Through the WeLinkirt DaoAI SkyVision platform, clients can achieve a leap from traditional passive response to active intelligent early warning. This solution not only improves the detection rate of early smoke and fire recognition and reduces missed alarm rates but also significantly cuts down on resource waste caused by false alarms. In the case of a large logistics warehouse, WeLinkirt DaoAI SkyVision **increased the detection rate for smoke and open flames to 99.7%**, **reduced the missed alarm rate to below 0.3%**, and **decreased monthly re-verification man-hours due to false alarms by 85%**. This not only directly enhances operational safety and reduces potential property loss risks but also optimizes the efficiency of security personnel, delivering significant business value.
FAQ
How long is the deployment cycle for SkyVision?
WeLinkirt DaoAI SkyVision platform supports rapid deployment. Due to its 0-code and few-shot self-training features, model training can be completed on-site within hours, and the overall system integration and go-live period typically ranges from a few days to a week, depending on the complexity of the client's existing security system and integration requirements.

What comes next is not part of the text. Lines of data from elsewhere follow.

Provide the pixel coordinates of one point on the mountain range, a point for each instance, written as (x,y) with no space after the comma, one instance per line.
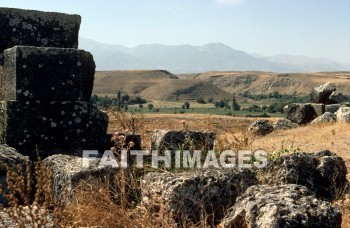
(196,59)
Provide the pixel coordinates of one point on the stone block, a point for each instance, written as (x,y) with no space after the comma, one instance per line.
(52,124)
(48,74)
(300,113)
(281,206)
(319,108)
(37,28)
(189,197)
(69,171)
(324,173)
(333,108)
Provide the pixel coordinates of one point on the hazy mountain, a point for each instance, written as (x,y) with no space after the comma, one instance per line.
(193,59)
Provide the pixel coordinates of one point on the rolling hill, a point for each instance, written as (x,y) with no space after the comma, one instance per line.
(197,59)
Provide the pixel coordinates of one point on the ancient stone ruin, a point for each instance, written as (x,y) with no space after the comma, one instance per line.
(46,83)
(326,102)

What are the main cost components of SkyVision?
The primary costs for SkyVision include software licensing fees, edge box hardware costs, and potential customized development and integration service fees. Specific pricing varies based on the number of monitoring points, required functional modules, and deployment scale. We recommend contacting the WeLinkirt DaoAI sales team to receive a detailed customized solution and quotation.

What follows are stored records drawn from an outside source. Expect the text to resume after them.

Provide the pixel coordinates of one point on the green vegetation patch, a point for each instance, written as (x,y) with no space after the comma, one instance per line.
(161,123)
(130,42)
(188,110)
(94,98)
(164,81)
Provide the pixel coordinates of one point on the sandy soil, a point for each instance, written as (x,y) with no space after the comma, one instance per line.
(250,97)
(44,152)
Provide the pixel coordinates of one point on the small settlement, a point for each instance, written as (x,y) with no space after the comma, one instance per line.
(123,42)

How does SkyVision ensure data security and privacy?
WeLinkirt DaoAI SkyVision platform supports 100% on-premise private deployment. All video stream analysis and data processing are completed on the client's local servers or edge boxes, ensuring data never leaves the premises. This means clients retain full control over all data, effectively preventing data breaches and privacy risks, and meeting stringent compliance requirements.
This article was generated by AI. Customer cases are simulated scenarios based on real product capabilities and figures are illustrative; see product pages for official benchmarks.